Statistics may be defined as “a body of methods for making wise decisions in the face of uncertainty.”
Statistics are crucial to the skeptical position on so many topics, even though it can be frustrating to explain why to people. They provide us with a very powerful toolbox to separate what we wish to see or what “common sense” tells us, from what is actually true. But reality is ugly and messy, and anecdotes are simpler to understand. On Skeptic North alone, we’ve mentioned statistics in relation to hockey, H1N1, blood donation, public transit, and homeopathy, to name a few.
But even when we understand why our data are better then someone else’s, it can be hard to explain why. So, here’s a refresher on some basic statistical methods.
Part 1 – The Cookie War (or What’s a Confidence Interval?)
Say you’re an aspiring skeptic in small town Alberta. The current argument in the long standing feud between the two bakers in town has erupted over who has the most chocolate chips in his cookies. You decide that someone should put an end to the matter.
The first thing you need is a way to measure the chocolate chip density (CCD) per cookie. You could just count the chips, but what if one baker makes larger cookies? For this example, let’s say that the chosen method is number of chocolate chips per 50g cookie. And, to avoid the claim that one of the bakers just had a bad day, let’s say that you collect two cookies per day from each baker for a month.
Many types of data in life, especially when dealing with large populations, can be assumed to be the shape of a bell curve. The height of everyone in the population is an example of this. There’s the average height, a range on either side that we would still consider “normal,” and there are fewer very tall or very short people the further you get from the average. If you count the number of people at each height and graph it, you get a curve.
This is probably a reasonable approximation for cookies. There will be an average CCD, but some will have more chocolate chips and some will have fewer. Very rarely, you’ll see a cookie that has no chocolate chips, or is almost all chocolate chips.
This one is pretty simple to explain to people, and it’s useful. For this study*, Baker A has an average CCD of 7.35 and Baker B has an average CCD of 7.48. If you were to hear this study on the radio, you’d likely hear that Baker B has more chocolaty cookies. But that isn’t the whole story, and may not be true.
The Standard Deviation and Confidence Interval
In newspapers, you’ll usually find a statement about a poll that says, “This poll is accurate to within 3%, 19 times out of 20.” This is very important from a skeptical perspective. In a bell curve, there’s a value called the standard deviation. It’s based on how spread out the numbers are or the population size, depending on the type of data you have.
Obviously, we haven’t sampled the entire population (e.g., every cookie made by each baker). If we had, we wouldn’t need statistics to figure out who has the most chocolate chips. However, if you take the average and 2 standard deviations on either side of it, you have a 95% confidence interval. This means that if we repeat the study again and again, 95% of the studies will have confidence intervals that overlap with whatever the real average is.

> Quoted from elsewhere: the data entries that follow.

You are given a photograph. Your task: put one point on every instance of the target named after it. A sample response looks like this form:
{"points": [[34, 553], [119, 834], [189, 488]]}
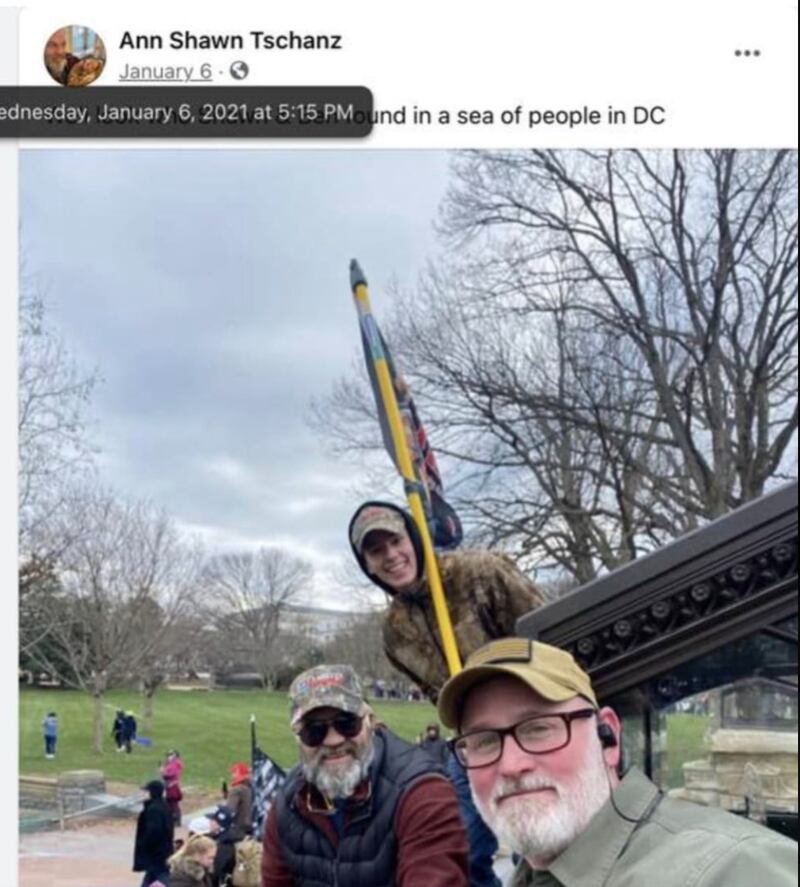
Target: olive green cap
{"points": [[550, 672]]}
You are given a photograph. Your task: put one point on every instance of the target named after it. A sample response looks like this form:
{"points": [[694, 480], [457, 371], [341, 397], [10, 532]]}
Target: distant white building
{"points": [[321, 625]]}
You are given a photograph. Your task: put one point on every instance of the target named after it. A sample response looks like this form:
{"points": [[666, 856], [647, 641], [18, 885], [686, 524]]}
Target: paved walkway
{"points": [[98, 854]]}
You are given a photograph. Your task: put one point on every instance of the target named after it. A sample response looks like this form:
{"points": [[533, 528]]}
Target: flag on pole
{"points": [[443, 523], [405, 439], [268, 777]]}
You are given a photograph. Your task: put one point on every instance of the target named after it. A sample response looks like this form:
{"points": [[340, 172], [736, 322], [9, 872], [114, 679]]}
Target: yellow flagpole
{"points": [[361, 295]]}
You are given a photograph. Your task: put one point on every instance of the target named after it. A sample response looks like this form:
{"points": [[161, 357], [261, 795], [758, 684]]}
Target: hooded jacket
{"points": [[154, 832], [485, 593]]}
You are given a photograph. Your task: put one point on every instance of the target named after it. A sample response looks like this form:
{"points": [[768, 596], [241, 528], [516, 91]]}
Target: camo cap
{"points": [[326, 686], [549, 671], [373, 517]]}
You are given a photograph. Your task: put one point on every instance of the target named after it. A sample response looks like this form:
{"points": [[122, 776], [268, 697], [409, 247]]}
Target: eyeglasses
{"points": [[538, 735], [312, 733]]}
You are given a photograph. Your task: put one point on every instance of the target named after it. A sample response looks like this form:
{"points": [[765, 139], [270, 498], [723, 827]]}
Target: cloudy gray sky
{"points": [[210, 290]]}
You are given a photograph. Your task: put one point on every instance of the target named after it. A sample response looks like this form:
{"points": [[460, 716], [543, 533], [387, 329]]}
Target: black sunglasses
{"points": [[312, 733]]}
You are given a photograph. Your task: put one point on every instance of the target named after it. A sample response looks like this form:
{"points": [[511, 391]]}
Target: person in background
{"points": [[171, 772], [154, 836], [128, 731], [485, 594], [543, 760], [433, 743], [226, 834], [50, 733], [363, 807], [118, 729], [191, 866], [56, 58], [240, 797]]}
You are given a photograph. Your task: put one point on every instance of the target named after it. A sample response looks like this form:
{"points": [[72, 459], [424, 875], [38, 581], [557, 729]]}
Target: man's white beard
{"points": [[342, 782], [542, 828]]}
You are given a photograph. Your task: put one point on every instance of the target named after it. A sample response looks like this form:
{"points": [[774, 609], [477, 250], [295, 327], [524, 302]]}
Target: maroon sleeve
{"points": [[274, 872], [432, 846]]}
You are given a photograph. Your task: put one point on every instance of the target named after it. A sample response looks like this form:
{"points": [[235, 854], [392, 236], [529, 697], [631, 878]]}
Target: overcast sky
{"points": [[210, 290]]}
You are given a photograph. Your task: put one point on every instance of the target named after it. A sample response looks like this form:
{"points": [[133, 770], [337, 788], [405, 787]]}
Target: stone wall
{"points": [[755, 768]]}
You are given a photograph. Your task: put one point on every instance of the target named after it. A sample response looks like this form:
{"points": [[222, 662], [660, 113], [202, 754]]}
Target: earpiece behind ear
{"points": [[607, 736]]}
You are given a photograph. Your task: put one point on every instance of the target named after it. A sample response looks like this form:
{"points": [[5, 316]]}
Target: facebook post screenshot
{"points": [[404, 482]]}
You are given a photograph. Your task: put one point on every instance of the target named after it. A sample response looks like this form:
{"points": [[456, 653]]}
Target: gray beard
{"points": [[343, 783], [541, 833]]}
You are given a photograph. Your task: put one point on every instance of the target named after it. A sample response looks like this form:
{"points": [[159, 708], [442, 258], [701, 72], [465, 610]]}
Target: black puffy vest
{"points": [[367, 852]]}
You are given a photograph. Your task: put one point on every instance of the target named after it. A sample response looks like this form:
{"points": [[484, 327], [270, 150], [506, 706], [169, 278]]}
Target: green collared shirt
{"points": [[671, 844]]}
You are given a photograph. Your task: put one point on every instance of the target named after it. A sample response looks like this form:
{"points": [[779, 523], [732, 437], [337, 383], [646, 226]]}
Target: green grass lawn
{"points": [[210, 729], [686, 741]]}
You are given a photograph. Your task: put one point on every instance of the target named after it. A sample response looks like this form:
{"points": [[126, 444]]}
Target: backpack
{"points": [[247, 867]]}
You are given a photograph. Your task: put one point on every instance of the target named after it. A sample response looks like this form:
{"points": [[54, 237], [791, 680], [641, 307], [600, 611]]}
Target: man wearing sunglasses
{"points": [[543, 757], [363, 806]]}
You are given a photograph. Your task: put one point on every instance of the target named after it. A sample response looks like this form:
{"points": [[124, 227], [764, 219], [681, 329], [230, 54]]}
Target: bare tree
{"points": [[246, 594], [610, 359], [53, 393], [125, 576]]}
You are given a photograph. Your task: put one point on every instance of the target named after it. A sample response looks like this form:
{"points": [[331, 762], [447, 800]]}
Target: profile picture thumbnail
{"points": [[74, 56]]}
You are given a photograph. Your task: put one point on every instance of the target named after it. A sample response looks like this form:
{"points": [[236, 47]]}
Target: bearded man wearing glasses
{"points": [[362, 806], [543, 760]]}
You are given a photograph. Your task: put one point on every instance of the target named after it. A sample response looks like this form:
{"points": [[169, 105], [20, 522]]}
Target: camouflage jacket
{"points": [[485, 593]]}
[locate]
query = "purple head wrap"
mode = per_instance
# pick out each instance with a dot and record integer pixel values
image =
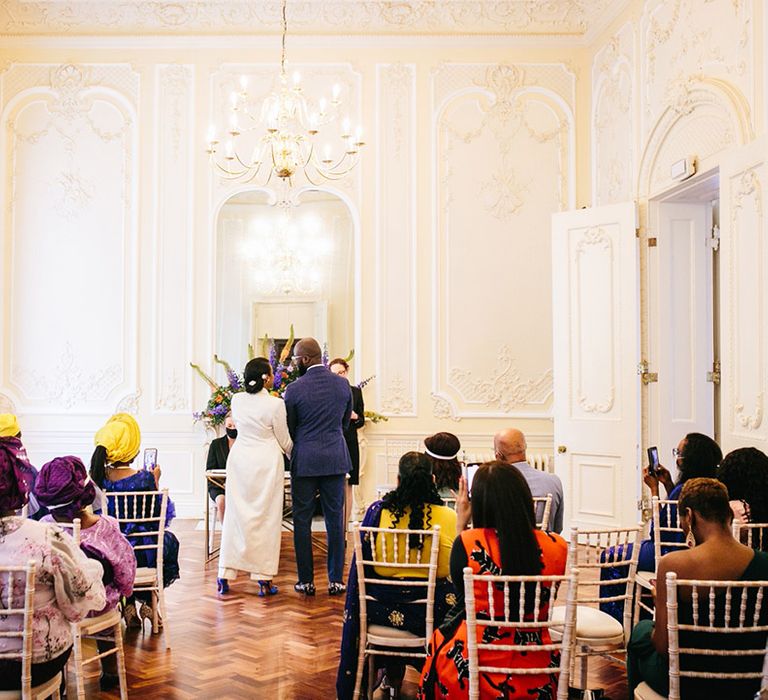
(64, 487)
(17, 475)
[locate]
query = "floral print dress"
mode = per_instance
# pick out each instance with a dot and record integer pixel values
(67, 585)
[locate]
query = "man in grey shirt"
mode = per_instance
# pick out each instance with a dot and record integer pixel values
(510, 447)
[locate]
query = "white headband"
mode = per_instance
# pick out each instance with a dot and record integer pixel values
(445, 457)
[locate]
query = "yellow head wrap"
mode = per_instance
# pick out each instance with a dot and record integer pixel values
(9, 426)
(121, 437)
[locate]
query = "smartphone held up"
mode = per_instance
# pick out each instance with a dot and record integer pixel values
(653, 460)
(150, 458)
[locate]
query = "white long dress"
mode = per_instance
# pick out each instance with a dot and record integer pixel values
(250, 539)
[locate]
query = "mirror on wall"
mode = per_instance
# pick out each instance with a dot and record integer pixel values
(283, 265)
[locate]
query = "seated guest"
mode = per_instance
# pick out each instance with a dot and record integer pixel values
(443, 451)
(510, 447)
(10, 430)
(117, 445)
(64, 487)
(504, 540)
(67, 584)
(414, 505)
(696, 456)
(705, 517)
(745, 474)
(218, 451)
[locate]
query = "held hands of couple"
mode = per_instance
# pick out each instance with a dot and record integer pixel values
(463, 506)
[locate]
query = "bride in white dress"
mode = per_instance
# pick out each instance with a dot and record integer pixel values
(250, 539)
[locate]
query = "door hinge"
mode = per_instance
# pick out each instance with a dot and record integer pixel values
(714, 375)
(714, 240)
(645, 376)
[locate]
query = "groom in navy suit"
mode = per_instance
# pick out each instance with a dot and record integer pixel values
(318, 404)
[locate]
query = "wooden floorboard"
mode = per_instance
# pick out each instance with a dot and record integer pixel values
(284, 647)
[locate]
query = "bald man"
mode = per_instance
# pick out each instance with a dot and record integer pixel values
(510, 447)
(318, 406)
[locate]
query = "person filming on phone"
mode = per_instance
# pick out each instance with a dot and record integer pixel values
(510, 447)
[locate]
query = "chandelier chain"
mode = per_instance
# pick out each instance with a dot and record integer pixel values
(285, 31)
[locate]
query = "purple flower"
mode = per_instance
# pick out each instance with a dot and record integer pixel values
(234, 380)
(273, 356)
(365, 381)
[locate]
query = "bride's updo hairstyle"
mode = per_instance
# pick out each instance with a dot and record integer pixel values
(256, 371)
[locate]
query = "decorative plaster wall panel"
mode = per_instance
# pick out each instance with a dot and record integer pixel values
(396, 258)
(81, 200)
(492, 125)
(174, 239)
(747, 292)
(614, 119)
(683, 40)
(558, 18)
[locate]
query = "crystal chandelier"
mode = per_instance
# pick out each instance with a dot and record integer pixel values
(283, 132)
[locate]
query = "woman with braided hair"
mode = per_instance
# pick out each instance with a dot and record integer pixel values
(414, 505)
(745, 474)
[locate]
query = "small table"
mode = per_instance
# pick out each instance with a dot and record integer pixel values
(213, 477)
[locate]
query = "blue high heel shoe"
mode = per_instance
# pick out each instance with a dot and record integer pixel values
(266, 588)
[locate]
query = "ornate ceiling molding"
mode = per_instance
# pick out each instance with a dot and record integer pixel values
(555, 18)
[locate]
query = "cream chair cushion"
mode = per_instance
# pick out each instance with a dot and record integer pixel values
(645, 692)
(593, 626)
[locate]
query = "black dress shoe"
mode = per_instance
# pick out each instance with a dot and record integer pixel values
(305, 588)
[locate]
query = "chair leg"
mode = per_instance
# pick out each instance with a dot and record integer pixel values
(120, 653)
(371, 676)
(584, 668)
(164, 613)
(77, 649)
(360, 670)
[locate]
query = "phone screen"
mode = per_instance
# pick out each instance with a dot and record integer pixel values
(469, 471)
(150, 458)
(653, 459)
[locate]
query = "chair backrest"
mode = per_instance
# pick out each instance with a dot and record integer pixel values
(13, 579)
(538, 460)
(145, 510)
(543, 505)
(389, 547)
(517, 602)
(719, 608)
(72, 528)
(665, 523)
(606, 549)
(754, 535)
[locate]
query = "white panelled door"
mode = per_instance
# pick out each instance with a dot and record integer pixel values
(684, 342)
(744, 296)
(596, 351)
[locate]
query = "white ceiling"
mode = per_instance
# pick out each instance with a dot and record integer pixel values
(551, 18)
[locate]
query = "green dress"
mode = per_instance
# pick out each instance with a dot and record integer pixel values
(644, 663)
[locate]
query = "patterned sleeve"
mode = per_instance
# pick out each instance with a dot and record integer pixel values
(76, 578)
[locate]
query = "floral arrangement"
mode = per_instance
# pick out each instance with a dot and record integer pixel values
(285, 372)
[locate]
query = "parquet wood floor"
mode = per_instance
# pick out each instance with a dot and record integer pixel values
(284, 647)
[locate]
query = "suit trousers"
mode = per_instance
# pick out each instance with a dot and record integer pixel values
(303, 490)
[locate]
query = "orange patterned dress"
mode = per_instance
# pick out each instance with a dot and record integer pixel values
(446, 670)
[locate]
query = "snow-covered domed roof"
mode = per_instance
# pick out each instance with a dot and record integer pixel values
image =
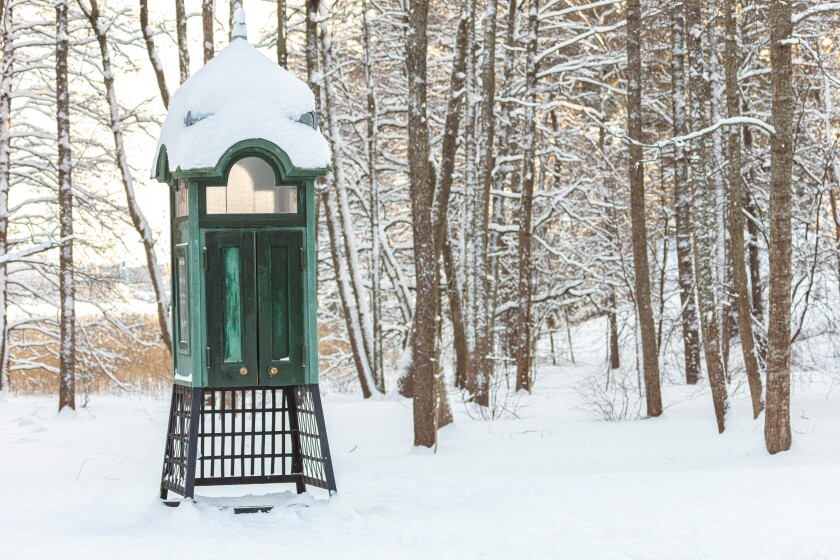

To make life easier, I’ll just tell you that the standard deviation for Baker A is 1.05 and for Baker B it’s 1.24. We can say that the 95% confidence interval for Baker A’s cookies is between 5.25 and 9.46, and Baker B’s is between 4.99 and 9.97. Another way that it’s stated more commonly would be, “Baker A’s cookies have a chocolate chip density of 7.35. This is considered accurate plus or minus 1.05, 19 times out of 20.”
This “19 times out of 20″ is important. Focusing on just Baker A for a moment, if you repeat this experiment a total of 20 times, at least 19 of those results should have confidence intervals that overlap. The experiment that was the odd man out would likely be close, but not overlapping. The experiment we just did could very well be the one that’s wrong. If you took those 20 sets of results, you could perform a meta-analysis and come up with an even smaller confidence interval than any individual experiment could.
From this cookie experiment, Baker A and Baker B are tied. Baker B’s confidence interval overlaps with all of Baker A’s confidence interval, and so you cannot (honestly) say that one has a more chocolate chips than the other. However, we can say that if you want more consistent cookies, Baker A is the one to go to.
Of course, this doesn’t settle the feud, so you’ll want to repeat the experiment, because all good science should be repeatable.
The Take Home Message
Think about this the next time that you see a poll for the popularity of political parties. If two of the parties have confidence intervals that overlap, the poll is reporting a tie. If you see a study for some form of new medical treatment that was tested against a placebo, and the confidence interval for the placebo and the medicine overlap, then this particular study has shown that the medicine has no effect.
* No, I didn’t just make these numbers up. They’re derived from ages in the February 2007 Major League Baseball roster. Because, while I find baseball boring, they do keep good statistics.